In a teeming city of millions, she was marooned. Worse, she couldn't even claim the body, as they do with the dead here. Her son was contaminated.

Cholera kills its host, but adds indignity by surviving in the corpse. It's a main reason mayors fear riots if they allowed cholera victims to be buried in their towns and villages. So the bodies are being dumped an hour north of the city, in a grassy valley overlooking the Caribbean populated by fat cows.

We'd enlisted a trio of toothless guides who we found near a cholera clinic to lead us there. Three of them sandwiched on a tiny motorbike. We bump through a village. They pull over. We think for gas, but they buy tiny squeeze bottles of bleach. (Many Haitians will stuff chlorine soaked gauze or cotton balls in their noses to protect themselves, apparently unaware that cholera is contracted through the mouth.)
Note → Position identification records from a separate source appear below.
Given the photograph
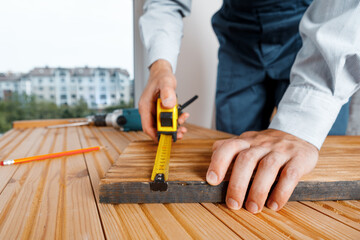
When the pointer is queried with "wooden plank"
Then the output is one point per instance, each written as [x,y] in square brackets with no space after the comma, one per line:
[45,122]
[230,222]
[340,211]
[200,223]
[98,163]
[320,225]
[23,140]
[128,180]
[54,195]
[164,222]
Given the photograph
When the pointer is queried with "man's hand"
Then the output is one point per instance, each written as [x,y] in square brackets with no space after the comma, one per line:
[269,152]
[161,81]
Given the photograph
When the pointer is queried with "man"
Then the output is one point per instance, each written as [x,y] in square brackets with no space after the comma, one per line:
[259,41]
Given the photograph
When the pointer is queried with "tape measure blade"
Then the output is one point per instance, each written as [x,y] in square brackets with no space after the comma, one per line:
[162,158]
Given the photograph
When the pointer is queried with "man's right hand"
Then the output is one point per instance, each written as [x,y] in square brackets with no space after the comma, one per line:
[161,81]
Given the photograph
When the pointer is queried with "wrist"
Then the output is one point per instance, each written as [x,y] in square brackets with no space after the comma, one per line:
[160,65]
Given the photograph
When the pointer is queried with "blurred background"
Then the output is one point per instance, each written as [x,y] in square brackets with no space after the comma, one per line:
[63,59]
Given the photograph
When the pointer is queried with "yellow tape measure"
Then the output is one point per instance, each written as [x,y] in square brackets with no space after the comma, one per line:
[167,126]
[162,158]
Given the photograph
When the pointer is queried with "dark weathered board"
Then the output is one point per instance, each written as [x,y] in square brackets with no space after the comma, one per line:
[336,177]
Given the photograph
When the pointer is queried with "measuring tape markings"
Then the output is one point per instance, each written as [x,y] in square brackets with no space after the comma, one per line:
[162,158]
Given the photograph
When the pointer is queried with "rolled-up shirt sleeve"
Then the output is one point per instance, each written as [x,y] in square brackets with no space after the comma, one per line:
[326,71]
[161,29]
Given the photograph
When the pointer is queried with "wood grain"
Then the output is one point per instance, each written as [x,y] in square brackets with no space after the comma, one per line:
[58,198]
[44,123]
[336,176]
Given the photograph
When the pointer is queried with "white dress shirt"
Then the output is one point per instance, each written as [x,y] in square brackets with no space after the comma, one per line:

We follow them miles out of town, thinking we're on a wild goose chase. They ask directions. Finally a young man by the side of the road is located – a grave digger. He hops on the bike and the third "guide" rides on our spare tire (out of the car). We bump along an unmarked dirt track. The surgical masks, latex gloves, and occasional hospital bracelet show us the path.

We come across a 20 foot deep trench, sliced right through a mass grave with the layer of rag-clad skeletons like some macabre geological strata. This had been the site where tens of thousands of Haitians had been dumped after the earthquake. No grave markers, nothing at all to indicate that this is one of the biggest burial sites in the world. Now the nameless cholera victims join them.

We stopped by a fresh grave. The grave digger told us it was for the new cholera victims. The previous day, he'd dug five of the graves we saw. There were about 20, maybe more. Beyond those graves a group of rusted crosses – earthquake victims. They were the lucky ones. At least they got a marker.